For Toyota, on the other hand, the typical customer is 57.  Yet the brand has built a global reputation as a green leader, largely due to the skillful promotion of products like the Prius, the most popular hybrid-electric vehicle in the world.

“A lot of youth are green,” Hollis acknowledged, “and looking for new (battery-based) technology, but the preference of Scion is to benefit Toyota” by steering customers looking for hybrids and other electric-based vehicles to the parent brand.

Toyota itself is rethinking its electrification strategy.  Barely a year ago the automaker seemed reluctant to go much beyond relatively conventional hybrids based on its Hybrid Synergy Drive system.  But it now plans to have a plug-in version of the Prius on sale in North American by late Spring 2012.  And it will unveil a new battery-electric version of the RAV4 crossover, dubbed RAV4-EV, at the upcoming L.A. Auto Show.  Developed as part of a new joint ventures with California electric vehicle maker Tesla Motors, the RAV4-EV could be on sale by 2012.

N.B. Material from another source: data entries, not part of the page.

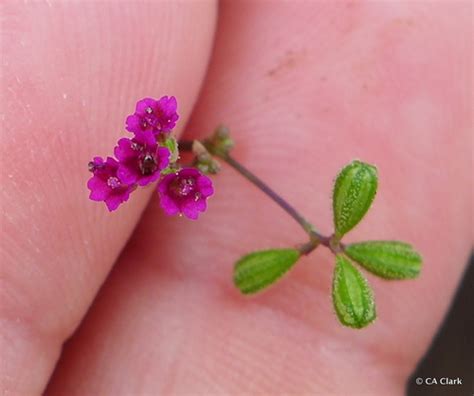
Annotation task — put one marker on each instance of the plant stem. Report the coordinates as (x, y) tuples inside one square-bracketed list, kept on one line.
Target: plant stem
[(315, 237)]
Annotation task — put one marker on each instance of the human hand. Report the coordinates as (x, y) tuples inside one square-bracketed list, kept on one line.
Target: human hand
[(305, 88)]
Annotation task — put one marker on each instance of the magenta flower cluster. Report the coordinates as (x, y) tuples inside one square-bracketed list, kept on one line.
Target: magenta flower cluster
[(144, 159)]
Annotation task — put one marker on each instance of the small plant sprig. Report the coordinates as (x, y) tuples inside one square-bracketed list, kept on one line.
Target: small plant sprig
[(142, 160)]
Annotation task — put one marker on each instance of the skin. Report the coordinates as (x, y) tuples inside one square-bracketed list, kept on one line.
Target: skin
[(147, 301)]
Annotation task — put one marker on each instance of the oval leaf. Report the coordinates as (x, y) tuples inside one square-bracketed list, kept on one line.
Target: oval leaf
[(387, 259), (352, 297), (353, 194), (257, 270)]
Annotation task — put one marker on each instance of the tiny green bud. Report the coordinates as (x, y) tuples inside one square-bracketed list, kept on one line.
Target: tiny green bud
[(352, 297), (171, 144), (387, 259), (257, 270), (203, 160), (354, 191)]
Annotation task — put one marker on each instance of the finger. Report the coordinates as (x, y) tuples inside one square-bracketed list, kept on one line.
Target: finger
[(71, 74), (304, 89)]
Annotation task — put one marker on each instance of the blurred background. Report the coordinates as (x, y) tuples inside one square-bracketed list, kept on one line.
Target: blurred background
[(451, 354)]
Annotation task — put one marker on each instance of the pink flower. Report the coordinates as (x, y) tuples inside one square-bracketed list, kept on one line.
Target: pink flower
[(105, 185), (141, 159), (186, 192), (157, 116)]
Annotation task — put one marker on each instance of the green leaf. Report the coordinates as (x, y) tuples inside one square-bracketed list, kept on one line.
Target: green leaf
[(257, 270), (172, 145), (352, 297), (387, 259), (353, 194)]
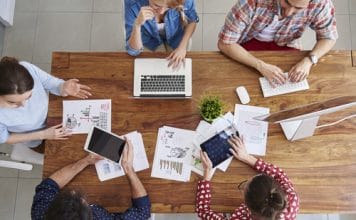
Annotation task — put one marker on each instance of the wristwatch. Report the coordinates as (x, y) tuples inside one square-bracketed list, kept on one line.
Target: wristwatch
[(313, 58)]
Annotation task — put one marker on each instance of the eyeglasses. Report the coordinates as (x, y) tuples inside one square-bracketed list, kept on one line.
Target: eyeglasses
[(242, 185)]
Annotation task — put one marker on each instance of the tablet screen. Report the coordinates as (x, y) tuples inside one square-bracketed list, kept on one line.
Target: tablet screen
[(217, 147), (106, 144)]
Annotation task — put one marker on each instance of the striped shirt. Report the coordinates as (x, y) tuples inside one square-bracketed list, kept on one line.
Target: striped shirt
[(247, 18), (268, 33)]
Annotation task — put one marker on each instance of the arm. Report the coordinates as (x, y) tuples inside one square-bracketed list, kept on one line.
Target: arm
[(188, 32), (63, 176), (237, 21), (141, 204), (56, 132), (203, 197), (133, 29), (324, 24), (301, 70)]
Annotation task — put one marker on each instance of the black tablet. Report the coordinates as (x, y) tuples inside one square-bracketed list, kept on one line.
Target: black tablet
[(217, 147), (105, 144)]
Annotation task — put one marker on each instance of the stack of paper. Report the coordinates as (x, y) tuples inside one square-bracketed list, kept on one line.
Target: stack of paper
[(254, 132), (172, 154), (108, 170), (80, 115)]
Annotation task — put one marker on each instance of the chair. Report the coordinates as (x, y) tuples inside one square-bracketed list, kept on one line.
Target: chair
[(23, 158)]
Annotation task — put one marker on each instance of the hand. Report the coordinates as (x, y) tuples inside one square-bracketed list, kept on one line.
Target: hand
[(57, 132), (127, 157), (73, 88), (273, 74), (93, 158), (239, 151), (207, 165), (300, 71), (146, 13), (177, 58)]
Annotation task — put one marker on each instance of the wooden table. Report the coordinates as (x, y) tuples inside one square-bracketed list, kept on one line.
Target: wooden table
[(322, 167)]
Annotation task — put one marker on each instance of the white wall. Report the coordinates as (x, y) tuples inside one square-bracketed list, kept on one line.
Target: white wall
[(7, 8)]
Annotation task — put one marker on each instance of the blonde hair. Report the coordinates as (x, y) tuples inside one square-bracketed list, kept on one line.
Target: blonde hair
[(179, 6)]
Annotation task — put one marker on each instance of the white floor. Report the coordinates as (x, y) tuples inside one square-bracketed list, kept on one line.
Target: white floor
[(43, 26)]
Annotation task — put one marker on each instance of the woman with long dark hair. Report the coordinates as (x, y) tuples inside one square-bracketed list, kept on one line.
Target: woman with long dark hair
[(268, 195)]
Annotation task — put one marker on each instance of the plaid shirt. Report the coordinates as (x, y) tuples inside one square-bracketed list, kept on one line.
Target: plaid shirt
[(249, 17)]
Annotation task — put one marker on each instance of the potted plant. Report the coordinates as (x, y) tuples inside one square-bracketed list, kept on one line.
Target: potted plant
[(211, 107)]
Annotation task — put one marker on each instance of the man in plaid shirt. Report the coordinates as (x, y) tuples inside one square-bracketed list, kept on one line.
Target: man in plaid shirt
[(277, 25)]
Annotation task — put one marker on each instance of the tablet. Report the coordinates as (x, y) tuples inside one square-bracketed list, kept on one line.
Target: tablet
[(217, 147), (105, 144)]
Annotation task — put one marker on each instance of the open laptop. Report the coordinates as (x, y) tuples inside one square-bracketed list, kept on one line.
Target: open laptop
[(153, 78)]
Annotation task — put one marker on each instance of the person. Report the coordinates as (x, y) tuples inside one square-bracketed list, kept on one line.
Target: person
[(51, 202), (277, 25), (268, 195), (151, 23), (24, 103)]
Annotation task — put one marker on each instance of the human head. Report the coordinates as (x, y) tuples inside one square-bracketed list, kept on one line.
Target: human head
[(69, 205), (16, 83), (161, 6), (264, 197), (291, 7)]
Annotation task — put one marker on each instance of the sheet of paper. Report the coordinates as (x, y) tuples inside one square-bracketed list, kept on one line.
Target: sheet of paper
[(254, 132), (80, 115), (172, 154), (108, 169)]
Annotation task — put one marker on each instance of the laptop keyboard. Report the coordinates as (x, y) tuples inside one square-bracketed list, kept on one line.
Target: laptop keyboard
[(288, 87), (162, 83)]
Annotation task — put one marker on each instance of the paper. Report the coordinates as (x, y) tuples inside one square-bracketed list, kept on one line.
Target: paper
[(254, 132), (108, 169), (80, 115), (172, 154)]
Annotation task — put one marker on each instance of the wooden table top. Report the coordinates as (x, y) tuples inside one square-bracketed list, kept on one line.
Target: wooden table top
[(322, 167)]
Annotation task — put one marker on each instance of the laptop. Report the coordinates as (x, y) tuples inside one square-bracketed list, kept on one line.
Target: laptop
[(153, 78)]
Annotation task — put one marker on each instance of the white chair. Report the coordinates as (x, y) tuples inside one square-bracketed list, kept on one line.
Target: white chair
[(23, 158)]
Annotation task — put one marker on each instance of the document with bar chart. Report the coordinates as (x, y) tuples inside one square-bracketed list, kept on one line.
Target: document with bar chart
[(173, 153), (80, 115)]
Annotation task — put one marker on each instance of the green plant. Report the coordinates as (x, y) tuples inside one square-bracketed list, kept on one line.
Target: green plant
[(211, 107)]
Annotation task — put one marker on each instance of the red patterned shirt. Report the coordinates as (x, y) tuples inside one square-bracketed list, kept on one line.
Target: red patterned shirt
[(203, 198), (247, 18)]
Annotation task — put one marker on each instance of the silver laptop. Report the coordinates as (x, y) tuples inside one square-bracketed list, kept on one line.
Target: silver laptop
[(153, 78)]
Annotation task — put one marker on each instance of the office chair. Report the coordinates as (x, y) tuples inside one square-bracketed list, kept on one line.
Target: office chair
[(23, 158), (128, 3)]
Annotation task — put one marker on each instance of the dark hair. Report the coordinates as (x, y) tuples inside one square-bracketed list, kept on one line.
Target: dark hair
[(69, 205), (14, 78), (264, 197)]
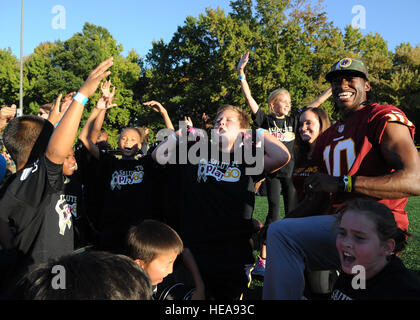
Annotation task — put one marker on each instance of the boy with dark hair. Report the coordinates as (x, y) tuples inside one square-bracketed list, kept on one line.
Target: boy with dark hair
[(155, 246), (35, 220), (90, 275)]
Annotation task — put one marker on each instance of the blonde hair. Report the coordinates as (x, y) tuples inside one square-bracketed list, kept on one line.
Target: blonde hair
[(275, 95)]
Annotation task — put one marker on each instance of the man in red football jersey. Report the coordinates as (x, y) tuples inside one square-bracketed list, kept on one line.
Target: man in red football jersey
[(369, 153)]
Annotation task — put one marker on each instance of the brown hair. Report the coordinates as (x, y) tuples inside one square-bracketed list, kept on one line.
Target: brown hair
[(150, 238), (275, 95), (20, 136), (381, 216), (301, 147)]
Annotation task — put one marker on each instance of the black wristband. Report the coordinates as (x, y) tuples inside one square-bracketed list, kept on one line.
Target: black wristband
[(341, 184)]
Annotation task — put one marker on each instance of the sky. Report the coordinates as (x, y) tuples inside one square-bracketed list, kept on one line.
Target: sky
[(136, 23)]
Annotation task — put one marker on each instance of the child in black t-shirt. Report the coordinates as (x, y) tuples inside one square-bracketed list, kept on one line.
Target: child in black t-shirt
[(84, 232), (218, 196), (155, 247), (35, 220), (128, 179), (368, 241)]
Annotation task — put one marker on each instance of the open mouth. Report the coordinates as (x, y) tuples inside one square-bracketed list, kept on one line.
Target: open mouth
[(345, 96), (347, 258)]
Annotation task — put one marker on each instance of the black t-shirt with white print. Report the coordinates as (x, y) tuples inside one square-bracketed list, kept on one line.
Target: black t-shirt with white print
[(218, 203), (35, 207), (127, 190), (284, 130)]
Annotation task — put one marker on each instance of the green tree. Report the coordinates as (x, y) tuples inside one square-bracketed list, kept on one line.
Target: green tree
[(10, 78)]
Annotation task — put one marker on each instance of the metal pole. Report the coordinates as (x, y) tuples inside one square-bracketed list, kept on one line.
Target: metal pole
[(20, 110)]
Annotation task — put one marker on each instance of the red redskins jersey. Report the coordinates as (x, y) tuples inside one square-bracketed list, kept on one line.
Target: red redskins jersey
[(353, 148)]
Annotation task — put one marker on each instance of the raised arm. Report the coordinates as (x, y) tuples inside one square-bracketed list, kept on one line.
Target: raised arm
[(63, 137), (156, 106), (90, 132), (244, 84), (191, 265), (320, 100), (6, 114)]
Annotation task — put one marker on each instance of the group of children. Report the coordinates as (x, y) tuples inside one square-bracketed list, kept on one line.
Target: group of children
[(157, 210)]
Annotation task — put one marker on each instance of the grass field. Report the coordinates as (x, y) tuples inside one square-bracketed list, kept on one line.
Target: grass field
[(410, 257)]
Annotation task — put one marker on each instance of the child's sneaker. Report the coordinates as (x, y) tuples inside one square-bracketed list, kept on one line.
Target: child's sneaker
[(259, 269)]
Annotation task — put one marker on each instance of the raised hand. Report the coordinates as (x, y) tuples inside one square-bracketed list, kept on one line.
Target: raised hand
[(188, 121), (106, 93), (8, 113), (156, 106), (105, 101), (243, 62), (95, 78), (55, 115), (67, 101)]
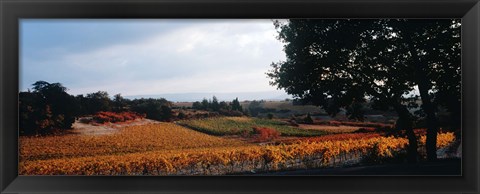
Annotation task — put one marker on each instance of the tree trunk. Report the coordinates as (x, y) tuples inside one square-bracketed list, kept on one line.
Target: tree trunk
[(424, 85), (405, 122), (432, 121)]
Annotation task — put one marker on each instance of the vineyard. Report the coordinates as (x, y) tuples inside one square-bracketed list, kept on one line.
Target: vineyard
[(170, 149), (237, 125)]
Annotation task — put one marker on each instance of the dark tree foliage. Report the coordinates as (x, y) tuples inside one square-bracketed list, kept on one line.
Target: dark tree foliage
[(254, 108), (97, 101), (236, 105), (332, 62), (215, 106)]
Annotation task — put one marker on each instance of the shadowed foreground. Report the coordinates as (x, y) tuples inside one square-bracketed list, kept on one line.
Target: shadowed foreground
[(452, 166)]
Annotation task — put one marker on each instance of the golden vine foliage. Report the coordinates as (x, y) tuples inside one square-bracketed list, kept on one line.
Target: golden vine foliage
[(131, 139), (236, 157)]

(For a closer look at Toyota’s RAV4-EV and its plans to get into the plug-in market, Click Here.)

Targeted specifically at the U.S., Scion products are generally sold overseas under the Toyota badge, so there’s a strong likelihood battery versions might become available abroad.  Could that lead Scion to be more open to electrification in the years ahead?

“We’re not saying we’re not going to look into electrification,” Hollis cautioned.  But he stressed that the U.S. brand’s primary goal is holding down costs to $20,000 or less in order to win over those young, first-time buyers.  That, he noted, is difficult considering the high cost of lithium-ion batteries and other electric propulsion hardware.

But, “as hybrid technology prices comes down, we’ll look into it,” Hollis added, emphasizing that such a move is “still a few years away” at the earliest.